Tropical dreams of palm trees that sway in warm ocean breezes mix with the lore of pirate ships and centuries-old sea-faring traditions in a bottle of rum.

Made from the sugar in molasses, which is a byproduct of sugar cane, rum has its roots in the Caribbean islands and through the work of early explorers who transplanted sugar cane from southeast Asia to points beyond, including the Caribbean. At sugar mills, when the “waste” molasses, which was produced during the sugar-making process, was mixed with water and left in the sun, it fermented. This happy “accident” led to the development of a flavorful spirit surrounded by history and legend. Whether thought to cure colds, ward off evil spirits, purify the dead, or simply serve as a delicious drink, a popular elixir was born.

According to surviving written evidence, rum production officially dates back to 1703 when the Mount Gay Distillery manufactured the spirit at its Barbados distillery, which is still in operation today. Many people believe rum had been produced at Mount Gay Rum Estate since 1663, however, since it was well underway by 1703.

All rums are clear, colorless spirits when they come out of the still, and barrel aging or the addition of caramel determine their final color and flavor. There are three main classifications of rum: white, golden, and dark. White rum, also called “light” or “silver,” is usually clear and has subtle flavors. Used primarily as mixers, they blend well with fruit flavors. Classic drinks such as the Daiquiri, Piña Colada, and the Mojito are made with light rum. Golden rums are generally medium-bodied and most have been aged six month to several years in oak casks, which give them smooth, mellow flavor. Enjoy these on the rocks or in warm drinks. Dark rums are full-bodied, rich, and have been aged in oak casks for two to four years or more. These can be savored on their own much like brandy or some can be used to make Planter’s Punch.

The Caribbean’s ideal climate for growing sugar cane has made it possible for many islands to make their own varieties of rum, each with its own distinct character. You’ll find rum from Barbados to be light and sweet. Jamaica is known for it rich, aromatic rums that range from light to full flavored, and some aged rum from Martinique can be compared to French brandies.

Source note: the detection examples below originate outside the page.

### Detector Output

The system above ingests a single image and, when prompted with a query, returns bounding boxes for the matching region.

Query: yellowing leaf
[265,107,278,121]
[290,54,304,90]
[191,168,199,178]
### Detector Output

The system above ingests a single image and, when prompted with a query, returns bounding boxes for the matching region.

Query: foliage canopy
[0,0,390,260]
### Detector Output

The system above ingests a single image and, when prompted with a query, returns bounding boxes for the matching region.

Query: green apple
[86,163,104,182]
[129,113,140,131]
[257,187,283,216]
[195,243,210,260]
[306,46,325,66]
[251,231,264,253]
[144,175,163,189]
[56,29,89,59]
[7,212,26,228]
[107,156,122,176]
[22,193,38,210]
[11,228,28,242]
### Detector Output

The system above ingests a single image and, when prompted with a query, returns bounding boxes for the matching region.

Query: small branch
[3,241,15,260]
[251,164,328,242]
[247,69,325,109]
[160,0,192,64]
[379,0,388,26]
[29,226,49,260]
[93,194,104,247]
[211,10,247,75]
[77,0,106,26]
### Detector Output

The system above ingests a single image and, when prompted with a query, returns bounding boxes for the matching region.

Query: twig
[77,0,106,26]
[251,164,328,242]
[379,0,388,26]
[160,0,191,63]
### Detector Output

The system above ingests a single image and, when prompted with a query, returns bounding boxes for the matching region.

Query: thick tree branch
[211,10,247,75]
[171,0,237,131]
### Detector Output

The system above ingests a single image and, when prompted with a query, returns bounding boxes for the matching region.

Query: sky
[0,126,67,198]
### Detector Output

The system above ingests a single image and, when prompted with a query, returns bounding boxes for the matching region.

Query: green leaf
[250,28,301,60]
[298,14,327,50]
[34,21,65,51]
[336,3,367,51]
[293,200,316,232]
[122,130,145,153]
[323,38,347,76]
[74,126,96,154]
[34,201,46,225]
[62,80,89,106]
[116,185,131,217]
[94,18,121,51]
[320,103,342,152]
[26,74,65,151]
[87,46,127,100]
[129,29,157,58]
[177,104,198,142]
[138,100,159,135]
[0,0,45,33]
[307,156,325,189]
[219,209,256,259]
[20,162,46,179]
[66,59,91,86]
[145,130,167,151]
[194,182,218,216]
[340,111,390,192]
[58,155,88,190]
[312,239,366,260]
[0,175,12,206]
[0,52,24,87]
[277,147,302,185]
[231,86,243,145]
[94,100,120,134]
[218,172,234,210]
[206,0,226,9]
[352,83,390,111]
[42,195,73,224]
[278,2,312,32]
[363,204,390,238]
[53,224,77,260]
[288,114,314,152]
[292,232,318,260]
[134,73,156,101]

Sailors in Great Britain’s Royal Navy may have appreciated their daily ration of grog (a half pint of rum mixed with a quart of water and a little lime juice and sugar), which was the official drink of the Royal Navy for more than 300 years until 1970, but today’s new flavored rums overshadow this original “cocktail” with a selection of fruit flavors that includes coconut, pineapple, mango, orange, banana, citrus, lime, raspberry, vanilla, and more. These make delicious drinks served on the rocks, with tonic, mixed with fruit juices, or, for a twist, used as part of your favorite cocktails. And spiced rums, which can be white, golden, or dark rum, provide a flavorful spirit infused with spices such as cinnamon and nutmeg.